In the KRAS mutant prediction model, eight genes closely associated with the prognosis of LUAD patients were analyzed to develop a predictive model. Three of them play an important role in the occurrence and development of LUAD. Previous research shows that overexpression of cytochrome P450 family 24 subfamilies A member 1 (CYP24A1) enhances lung cancer cell proliferation through activating RAS signaling [46]. ITPKA (inositol 1,4,5-trisphosphate 3-kinase), a member of the inositol polyphosphate kinase (IPK) family, promotes LUAD by interacting with Drebrin 1 and triggering the epithelial-mesenchymal transition (EMT) [47]. Kim et al. [48] found the functional significance of the cardiotrophin-like cytokine factor 1-ciliary neurotrophic factor receptor (CLCF1-CNTFR) signalling axis in lung adenocarcinoma (LUAD) and engineered a high-affinity soluble receptor (eCNTFR-Fc) that sequesters CLCF1, thereby inhibiting its oncogenic effects. They detected a link between the efficacy of eCNTFR-Fc and the existence of KRAS mutations that maintain the inherent potential to hydrolyze guanosine triphosphate, indicating that the mechanism of action may be associated with altered guanosine triphosphate loading.

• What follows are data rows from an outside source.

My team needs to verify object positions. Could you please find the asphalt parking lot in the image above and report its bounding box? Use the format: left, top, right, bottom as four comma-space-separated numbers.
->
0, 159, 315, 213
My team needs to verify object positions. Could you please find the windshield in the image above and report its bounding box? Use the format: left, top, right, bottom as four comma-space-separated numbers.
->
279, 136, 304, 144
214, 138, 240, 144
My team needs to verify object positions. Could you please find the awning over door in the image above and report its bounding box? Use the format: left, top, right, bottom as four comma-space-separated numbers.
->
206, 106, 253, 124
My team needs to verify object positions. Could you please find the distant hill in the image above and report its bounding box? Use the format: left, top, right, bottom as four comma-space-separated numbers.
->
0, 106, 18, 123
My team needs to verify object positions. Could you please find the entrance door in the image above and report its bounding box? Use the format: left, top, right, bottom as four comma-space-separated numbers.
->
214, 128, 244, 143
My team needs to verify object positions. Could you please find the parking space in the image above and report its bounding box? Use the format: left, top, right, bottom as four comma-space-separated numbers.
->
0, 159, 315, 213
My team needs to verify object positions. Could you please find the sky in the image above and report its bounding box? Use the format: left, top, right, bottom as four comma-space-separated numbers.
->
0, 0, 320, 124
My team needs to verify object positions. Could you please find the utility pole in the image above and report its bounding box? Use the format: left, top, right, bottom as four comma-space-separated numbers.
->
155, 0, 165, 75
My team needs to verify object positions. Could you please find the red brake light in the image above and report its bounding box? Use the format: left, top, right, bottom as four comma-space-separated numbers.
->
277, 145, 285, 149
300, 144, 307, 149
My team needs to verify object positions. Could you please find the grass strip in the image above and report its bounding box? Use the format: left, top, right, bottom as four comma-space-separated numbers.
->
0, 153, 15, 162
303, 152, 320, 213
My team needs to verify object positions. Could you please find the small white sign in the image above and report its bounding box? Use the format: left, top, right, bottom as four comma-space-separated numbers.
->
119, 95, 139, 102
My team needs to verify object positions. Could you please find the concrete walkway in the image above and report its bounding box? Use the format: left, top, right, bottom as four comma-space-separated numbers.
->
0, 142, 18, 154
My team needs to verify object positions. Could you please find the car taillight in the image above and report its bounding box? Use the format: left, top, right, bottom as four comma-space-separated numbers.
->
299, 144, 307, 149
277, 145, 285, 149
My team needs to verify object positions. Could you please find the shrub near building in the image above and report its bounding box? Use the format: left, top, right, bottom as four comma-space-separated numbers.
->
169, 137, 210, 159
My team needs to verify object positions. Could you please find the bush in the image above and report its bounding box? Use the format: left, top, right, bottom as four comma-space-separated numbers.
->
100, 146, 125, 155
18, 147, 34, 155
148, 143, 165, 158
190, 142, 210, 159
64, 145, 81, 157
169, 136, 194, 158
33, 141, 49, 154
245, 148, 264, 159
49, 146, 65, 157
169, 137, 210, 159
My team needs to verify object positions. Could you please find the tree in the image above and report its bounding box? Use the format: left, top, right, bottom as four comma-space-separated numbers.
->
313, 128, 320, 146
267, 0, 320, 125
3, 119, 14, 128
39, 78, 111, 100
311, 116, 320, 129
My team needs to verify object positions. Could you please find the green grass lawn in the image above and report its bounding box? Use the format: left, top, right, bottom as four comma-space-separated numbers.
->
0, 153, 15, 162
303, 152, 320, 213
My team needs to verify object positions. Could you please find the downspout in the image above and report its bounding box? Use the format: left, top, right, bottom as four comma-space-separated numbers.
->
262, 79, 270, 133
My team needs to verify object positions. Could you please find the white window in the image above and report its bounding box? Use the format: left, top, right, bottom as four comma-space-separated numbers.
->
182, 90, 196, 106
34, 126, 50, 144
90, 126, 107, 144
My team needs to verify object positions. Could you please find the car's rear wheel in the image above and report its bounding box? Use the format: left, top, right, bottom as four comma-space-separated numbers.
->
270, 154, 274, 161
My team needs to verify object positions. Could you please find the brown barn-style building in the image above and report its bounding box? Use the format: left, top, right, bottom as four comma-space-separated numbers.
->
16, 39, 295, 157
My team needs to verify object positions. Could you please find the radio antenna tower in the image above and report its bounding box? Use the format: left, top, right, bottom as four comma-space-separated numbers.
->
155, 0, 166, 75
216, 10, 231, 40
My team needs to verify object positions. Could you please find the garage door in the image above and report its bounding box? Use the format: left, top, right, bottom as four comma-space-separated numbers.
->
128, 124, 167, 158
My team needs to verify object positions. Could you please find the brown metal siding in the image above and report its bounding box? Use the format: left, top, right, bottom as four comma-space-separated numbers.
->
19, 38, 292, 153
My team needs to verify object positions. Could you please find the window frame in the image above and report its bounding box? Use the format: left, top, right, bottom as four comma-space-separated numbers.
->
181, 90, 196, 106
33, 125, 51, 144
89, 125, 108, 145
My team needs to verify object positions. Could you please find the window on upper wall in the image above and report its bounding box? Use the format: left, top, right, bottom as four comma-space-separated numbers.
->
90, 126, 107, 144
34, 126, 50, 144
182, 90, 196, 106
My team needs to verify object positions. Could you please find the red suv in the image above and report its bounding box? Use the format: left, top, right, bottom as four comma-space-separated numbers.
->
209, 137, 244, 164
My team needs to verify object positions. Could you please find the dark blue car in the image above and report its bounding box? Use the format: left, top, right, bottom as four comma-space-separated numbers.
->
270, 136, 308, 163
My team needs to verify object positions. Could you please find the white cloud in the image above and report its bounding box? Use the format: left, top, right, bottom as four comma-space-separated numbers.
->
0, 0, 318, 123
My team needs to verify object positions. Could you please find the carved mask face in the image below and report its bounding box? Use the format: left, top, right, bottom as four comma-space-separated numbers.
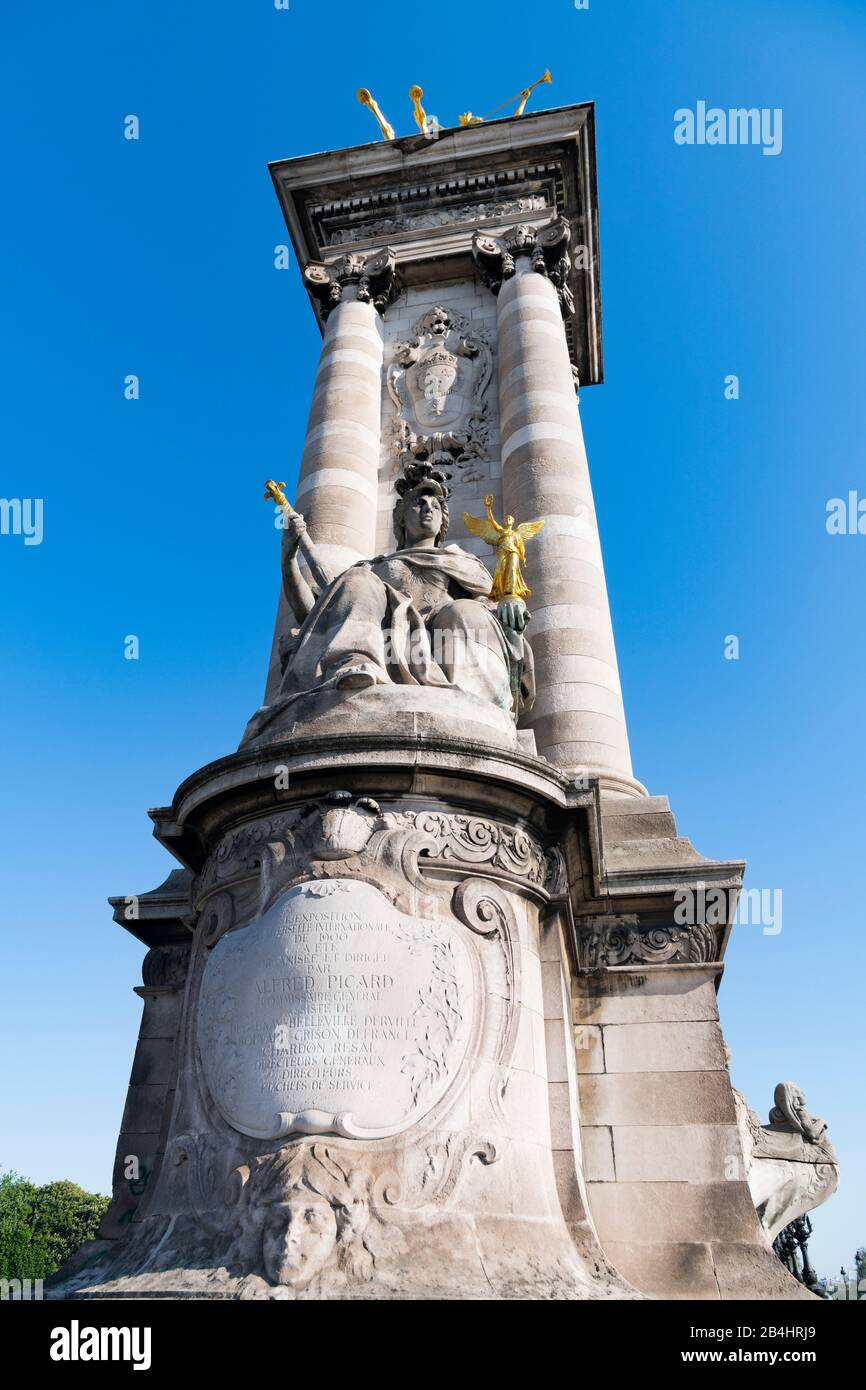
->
261, 1190, 336, 1289
403, 492, 442, 545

This study still has several limitations. First, we only analyzed LUAD patient samples from TCGA. Validation should be performed in larger sample sizes in the GEO database. Besides, LUAD patients with KRAS mutations alone and STK11 comutations responded differently to the efficacy of immunotherapy [49]. Also, patterns of immune cell infiltration of the KRAS-mutated group and wild-type group were not analyzed. We validated the gene expression changes of HMGCS1 INSR, RNF39, and AQP3 in the KRAS mutant, WT, and normal groups by PCR, and future studies should focus on verifying gene changes in patients' immune infiltrating cells. Furthermore, because LASSO-logistic regression is for bivariate analysis, the prediction model is more suitable for predicting KRAS mutation or not, and since there are many types of KRAS mutation subgroups, but the sample number is relatively small, a more appropriate model for the prediction of KRAS mutation subgroups needs to be selected, which is worth further investigation. Similarly, for predicting TME mutation types, the predictive model is less applicable to trichotomy and requires additional screening for genes highly associated with immunity [50]. The English usage of the article needs to be further polished.
Acknowledgments
This study was supported by the Zhongshan Hospital Residency Training Fund (No. 2021-007).
Contributor Information
Qun Wang, Email: wang.qun@zs-hospital.sh.cn.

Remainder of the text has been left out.